Colombia Establishes Camp in Bogotá for Massive Influx of Venezuelan Migrants
More than a million Venezuelans have already crossed the border to live Colombia, and officials in Bogotá haven now formally opened a camp to help house an influx that has left so many migrants living in parks, near bus stations, and in other public spaces in the capital.
The camp is situation on a football field and features cots inside yellow tents in a high-altitude metropolis where temperatures hit an annual low of 37 degrees Fahrenheit (3 degrees celsius) in February and have dipped down to 45 degrees Fahrenheit (7 degrees celsius) multiple nights over the past month.
The camp has an initial capacity to house 500 people, an official in the Bogotá mayor’s office told the Associated Press, and has been designed after the temporary refugee shelter established in France to serve Syrian migrants.
Despite hesitation by some in the government, the shelter has been established due to the overwhelming need to find a solution to a humanitarian crisis that is now clearly not only Venezuela’s alone but a regional concern. Brazil, Peru, and Ecuador are among the other countries that have seen a large spike in the number of Venezuelan arrivals this year, although Colombia has welcomed by far the most of any nation.

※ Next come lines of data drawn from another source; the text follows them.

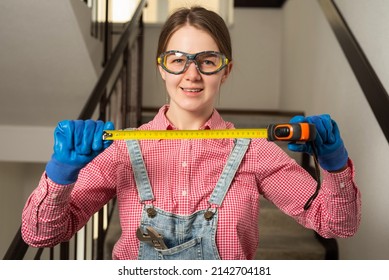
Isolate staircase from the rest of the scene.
[255,199,326,260]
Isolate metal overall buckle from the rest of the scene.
[136,227,168,250]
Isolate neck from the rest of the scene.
[166,107,213,130]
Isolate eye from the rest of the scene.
[169,58,185,64]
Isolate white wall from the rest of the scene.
[280,0,389,259]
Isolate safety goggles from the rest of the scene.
[157,51,229,75]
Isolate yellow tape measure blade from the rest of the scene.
[103,128,268,140]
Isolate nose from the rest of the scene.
[184,60,201,80]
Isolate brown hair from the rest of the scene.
[157,6,232,61]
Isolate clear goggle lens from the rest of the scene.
[158,51,229,75]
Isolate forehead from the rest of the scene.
[166,25,220,53]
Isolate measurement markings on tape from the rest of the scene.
[103,128,268,140]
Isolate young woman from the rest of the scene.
[22,7,361,259]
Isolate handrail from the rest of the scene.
[3,0,147,260]
[78,0,147,120]
[318,0,389,142]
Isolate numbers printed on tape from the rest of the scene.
[103,128,268,140]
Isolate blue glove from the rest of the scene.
[288,114,348,171]
[46,120,114,185]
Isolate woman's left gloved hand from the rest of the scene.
[288,114,348,171]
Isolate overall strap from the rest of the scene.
[126,140,154,202]
[208,138,250,206]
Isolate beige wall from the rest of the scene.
[280,0,389,259]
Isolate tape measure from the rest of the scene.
[103,123,316,141]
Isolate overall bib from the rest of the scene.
[126,139,250,260]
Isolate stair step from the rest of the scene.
[255,198,326,260]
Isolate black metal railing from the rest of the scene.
[3,0,147,260]
[318,0,389,142]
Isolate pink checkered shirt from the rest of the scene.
[22,106,361,259]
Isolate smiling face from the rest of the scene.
[159,25,232,127]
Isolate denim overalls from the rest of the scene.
[126,139,250,260]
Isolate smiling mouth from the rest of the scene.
[181,88,203,93]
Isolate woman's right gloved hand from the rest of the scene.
[46,120,114,185]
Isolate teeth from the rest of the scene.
[184,88,201,92]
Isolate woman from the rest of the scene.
[22,7,360,259]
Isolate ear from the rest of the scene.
[158,65,166,81]
[222,61,233,83]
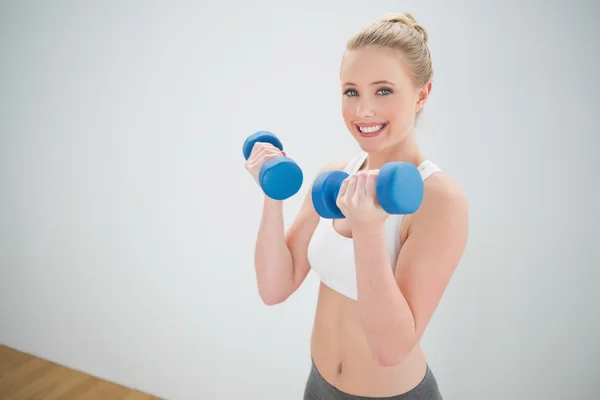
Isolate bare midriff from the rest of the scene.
[311,283,427,397]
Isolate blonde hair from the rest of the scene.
[346,12,433,87]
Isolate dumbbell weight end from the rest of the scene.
[242,131,304,200]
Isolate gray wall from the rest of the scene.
[0,1,600,400]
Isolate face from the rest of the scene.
[340,48,431,153]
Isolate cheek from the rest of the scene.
[381,96,414,121]
[342,100,356,121]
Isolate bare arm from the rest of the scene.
[254,158,344,305]
[352,172,468,365]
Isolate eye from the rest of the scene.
[377,88,392,96]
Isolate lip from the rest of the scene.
[354,122,389,138]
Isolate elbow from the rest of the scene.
[259,291,288,306]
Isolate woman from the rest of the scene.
[246,13,468,400]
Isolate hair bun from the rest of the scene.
[380,12,429,43]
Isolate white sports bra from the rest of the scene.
[308,152,441,300]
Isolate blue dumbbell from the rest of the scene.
[311,161,423,219]
[242,131,303,200]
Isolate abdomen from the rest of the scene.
[311,283,426,397]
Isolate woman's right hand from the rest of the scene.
[246,142,285,185]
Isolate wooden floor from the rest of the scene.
[0,345,157,400]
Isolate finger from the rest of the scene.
[338,177,349,199]
[346,174,358,198]
[365,173,377,201]
[250,142,279,157]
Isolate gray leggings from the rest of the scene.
[304,362,443,400]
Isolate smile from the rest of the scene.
[355,123,388,137]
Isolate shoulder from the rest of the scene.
[408,171,469,242]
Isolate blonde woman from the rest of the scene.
[246,13,468,400]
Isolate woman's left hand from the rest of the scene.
[336,170,388,227]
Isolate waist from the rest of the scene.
[311,284,427,397]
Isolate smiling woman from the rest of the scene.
[244,9,468,400]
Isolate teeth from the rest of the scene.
[358,125,383,133]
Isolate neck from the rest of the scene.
[364,133,426,170]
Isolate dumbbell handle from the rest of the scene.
[311,162,423,219]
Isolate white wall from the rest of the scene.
[0,0,600,400]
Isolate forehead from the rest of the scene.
[340,47,410,85]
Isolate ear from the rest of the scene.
[416,81,432,112]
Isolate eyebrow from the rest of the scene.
[344,79,395,86]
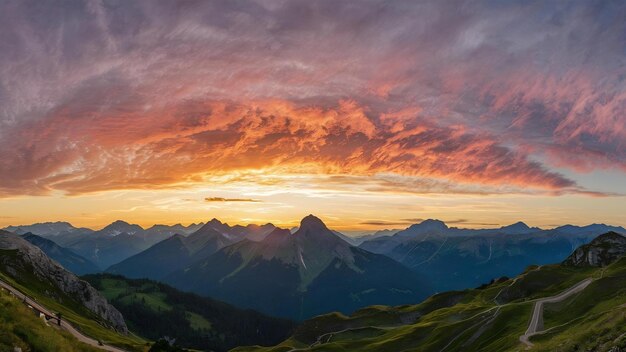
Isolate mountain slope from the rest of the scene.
[359,220,626,292]
[106,219,275,280]
[3,221,93,237]
[0,290,100,352]
[233,232,626,352]
[22,233,100,275]
[53,220,199,270]
[106,235,191,280]
[85,274,294,351]
[164,216,427,319]
[0,231,144,347]
[564,232,626,266]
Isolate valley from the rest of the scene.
[0,219,626,352]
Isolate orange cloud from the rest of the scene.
[0,100,577,198]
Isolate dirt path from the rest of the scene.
[0,280,126,352]
[519,278,593,348]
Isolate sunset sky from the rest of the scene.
[0,0,626,231]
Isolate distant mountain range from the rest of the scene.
[0,230,128,334]
[109,216,430,319]
[84,274,295,352]
[359,220,626,292]
[3,216,626,319]
[107,219,275,280]
[232,232,626,352]
[22,233,100,275]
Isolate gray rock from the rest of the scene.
[0,230,128,334]
[563,232,626,267]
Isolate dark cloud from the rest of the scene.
[204,197,260,203]
[0,0,626,196]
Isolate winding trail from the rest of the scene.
[519,278,593,348]
[0,280,126,352]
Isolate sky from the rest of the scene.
[0,0,626,231]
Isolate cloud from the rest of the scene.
[0,1,626,196]
[204,197,260,203]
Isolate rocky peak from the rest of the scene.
[0,230,128,333]
[397,219,449,237]
[299,214,329,231]
[563,231,626,267]
[99,220,143,236]
[500,221,539,234]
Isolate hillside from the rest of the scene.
[0,290,100,352]
[0,231,144,350]
[84,274,295,351]
[359,220,626,293]
[233,232,626,352]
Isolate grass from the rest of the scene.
[233,258,626,352]
[186,312,212,331]
[0,250,146,351]
[0,290,99,352]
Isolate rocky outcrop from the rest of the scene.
[0,230,128,333]
[563,231,626,267]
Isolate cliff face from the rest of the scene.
[563,232,626,267]
[0,231,128,333]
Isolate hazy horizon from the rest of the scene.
[0,0,626,231]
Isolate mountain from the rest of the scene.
[233,234,626,352]
[85,274,295,351]
[3,221,92,236]
[106,219,275,280]
[0,231,128,333]
[54,220,202,270]
[564,232,626,266]
[22,233,100,275]
[359,220,626,292]
[164,215,428,319]
[500,221,541,235]
[553,224,626,236]
[0,290,100,352]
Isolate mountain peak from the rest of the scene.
[300,214,328,230]
[207,218,222,225]
[100,220,143,236]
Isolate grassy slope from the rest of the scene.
[234,259,626,352]
[0,290,99,352]
[0,250,146,351]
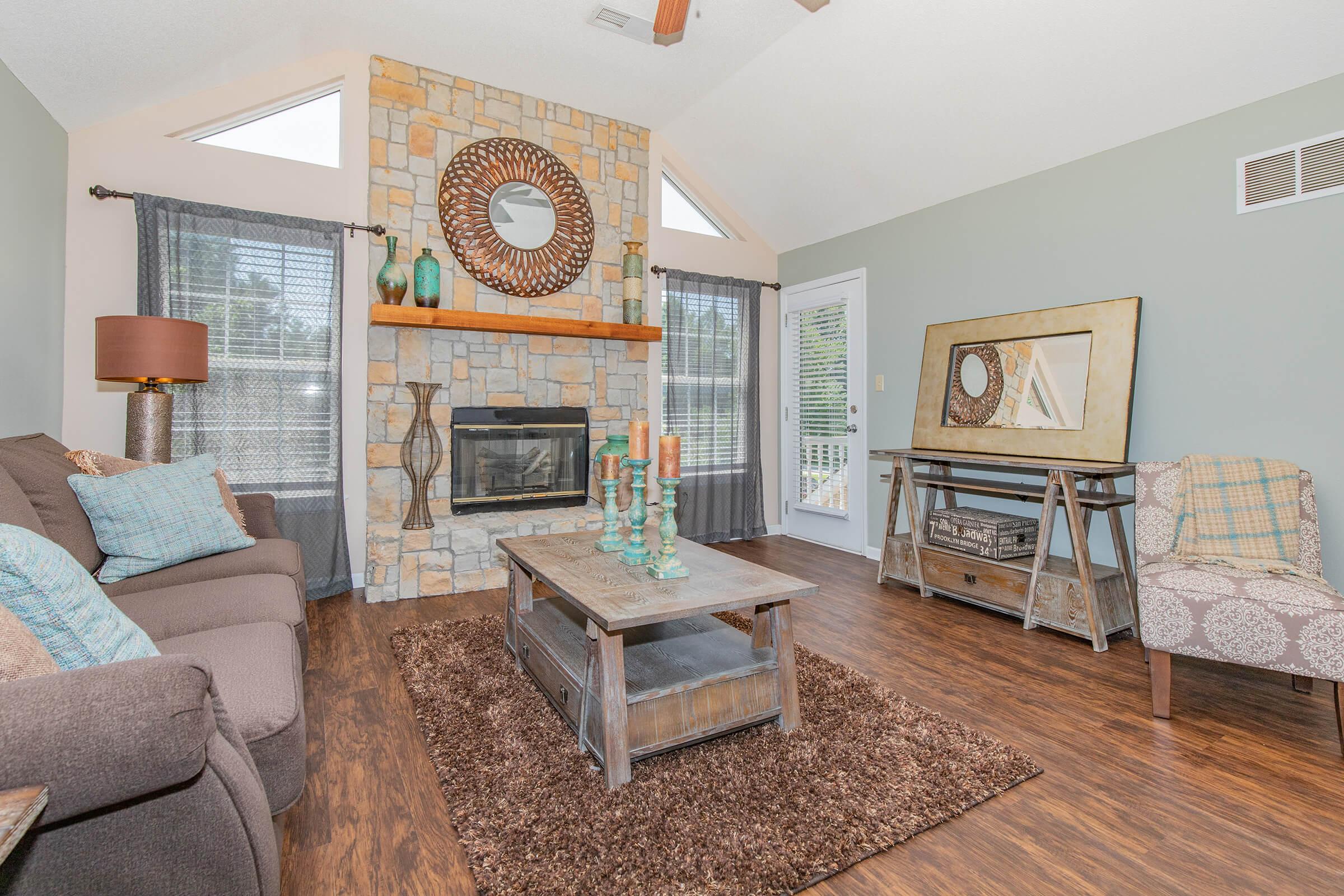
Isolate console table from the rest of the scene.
[870,449,1138,651]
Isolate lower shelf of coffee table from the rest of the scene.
[883,532,1135,638]
[516,598,782,760]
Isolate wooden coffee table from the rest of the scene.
[497,526,817,787]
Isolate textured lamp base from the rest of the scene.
[127,388,172,464]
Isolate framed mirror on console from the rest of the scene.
[913,297,1141,462]
[871,297,1140,651]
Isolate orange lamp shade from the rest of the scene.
[93,314,209,383]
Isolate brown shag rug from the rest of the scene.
[393,614,1040,896]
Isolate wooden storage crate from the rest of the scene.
[926,508,1040,560]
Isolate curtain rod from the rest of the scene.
[649,265,783,293]
[88,184,387,236]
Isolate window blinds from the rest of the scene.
[662,292,747,469]
[787,302,850,511]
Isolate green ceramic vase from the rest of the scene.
[591,434,634,511]
[416,246,438,307]
[374,236,406,305]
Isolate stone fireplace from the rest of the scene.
[364,57,649,602]
[449,407,589,513]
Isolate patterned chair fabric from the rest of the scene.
[1135,464,1344,681]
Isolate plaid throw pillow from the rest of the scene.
[70,454,256,582]
[0,525,158,669]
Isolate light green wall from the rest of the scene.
[780,75,1344,576]
[0,56,66,438]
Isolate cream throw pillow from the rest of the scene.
[66,449,248,535]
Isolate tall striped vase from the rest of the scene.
[621,239,644,324]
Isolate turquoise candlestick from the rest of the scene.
[645,475,691,579]
[617,457,653,567]
[592,477,625,553]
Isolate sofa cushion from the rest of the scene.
[0,524,158,669]
[158,622,308,815]
[0,466,47,538]
[102,539,306,598]
[1138,562,1344,681]
[0,606,60,681]
[70,454,255,582]
[111,573,308,662]
[0,432,104,572]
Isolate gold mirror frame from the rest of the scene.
[438,137,594,298]
[911,296,1142,464]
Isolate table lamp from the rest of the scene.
[94,314,209,464]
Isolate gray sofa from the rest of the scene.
[0,435,308,896]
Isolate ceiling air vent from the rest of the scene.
[1236,130,1344,215]
[589,3,653,43]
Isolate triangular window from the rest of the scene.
[188,88,340,168]
[662,172,729,239]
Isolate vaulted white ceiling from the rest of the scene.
[0,0,1344,251]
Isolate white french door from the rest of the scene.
[780,270,868,553]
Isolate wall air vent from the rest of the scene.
[1236,130,1344,215]
[587,3,653,43]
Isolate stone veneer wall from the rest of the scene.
[364,57,649,602]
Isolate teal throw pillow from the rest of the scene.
[68,454,256,582]
[0,521,160,669]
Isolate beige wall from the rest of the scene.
[0,56,66,438]
[648,133,780,526]
[62,53,368,570]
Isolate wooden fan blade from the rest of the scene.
[653,0,691,34]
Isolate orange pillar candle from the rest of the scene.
[659,435,682,479]
[631,421,649,461]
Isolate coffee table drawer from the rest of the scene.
[517,626,581,725]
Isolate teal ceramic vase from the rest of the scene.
[374,236,406,305]
[416,246,438,307]
[591,435,634,511]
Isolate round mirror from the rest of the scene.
[491,180,555,249]
[961,353,989,398]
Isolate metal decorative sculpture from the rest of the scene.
[402,383,444,529]
[438,137,594,298]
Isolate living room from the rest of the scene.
[0,0,1344,896]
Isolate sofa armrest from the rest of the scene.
[0,656,216,825]
[234,492,285,539]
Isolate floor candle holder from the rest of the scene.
[645,475,691,579]
[617,457,653,567]
[592,477,625,553]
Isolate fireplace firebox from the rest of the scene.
[449,407,589,513]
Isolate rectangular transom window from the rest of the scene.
[189,87,342,168]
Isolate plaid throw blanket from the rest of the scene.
[1172,454,1324,582]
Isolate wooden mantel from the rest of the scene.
[368,304,662,343]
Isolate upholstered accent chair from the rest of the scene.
[1135,462,1344,751]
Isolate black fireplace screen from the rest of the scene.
[450,407,589,513]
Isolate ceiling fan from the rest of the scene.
[653,0,830,44]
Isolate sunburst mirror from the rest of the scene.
[438,137,594,298]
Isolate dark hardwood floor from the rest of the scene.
[282,538,1344,896]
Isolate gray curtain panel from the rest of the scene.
[662,270,765,544]
[136,193,352,599]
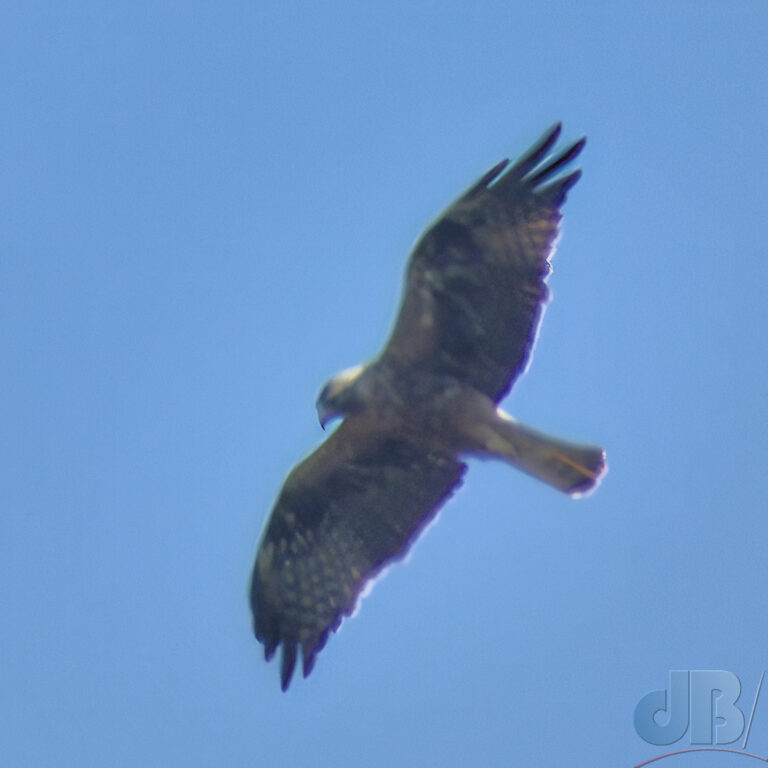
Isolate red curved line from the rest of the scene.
[635,747,768,768]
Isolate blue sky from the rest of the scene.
[0,0,768,768]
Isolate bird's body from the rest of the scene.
[251,126,605,689]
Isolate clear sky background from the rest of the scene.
[0,0,768,768]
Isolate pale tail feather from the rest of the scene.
[487,414,607,496]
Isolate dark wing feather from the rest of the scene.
[382,125,585,402]
[251,422,465,690]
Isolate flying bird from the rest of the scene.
[250,124,606,690]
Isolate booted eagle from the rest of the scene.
[251,124,606,690]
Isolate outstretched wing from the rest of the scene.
[383,124,585,402]
[251,420,465,690]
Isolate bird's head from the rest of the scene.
[317,365,365,429]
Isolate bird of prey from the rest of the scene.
[250,124,606,690]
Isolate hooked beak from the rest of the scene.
[317,402,338,432]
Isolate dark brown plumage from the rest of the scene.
[251,125,605,689]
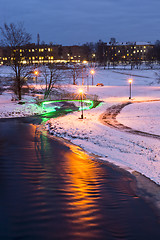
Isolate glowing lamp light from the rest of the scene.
[34,71,39,76]
[79,89,83,94]
[82,60,88,64]
[128,78,132,99]
[91,70,95,75]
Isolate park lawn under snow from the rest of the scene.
[0,66,160,184]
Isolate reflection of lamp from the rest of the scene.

“Colombian officials had been reluctant to set up refugee-style camps, even while similar sites have been created at Ecuador’s border with Peru and in Brazil,” reported the AP.
According to the United Nations, at least 2.3 million Venezuelans have fled their homeland since 2015 amid an economic, social, and political crisis that has led to violence, hyperinflation, and a severe shortage of food, medicine, sanitation supplies, and other basic goods.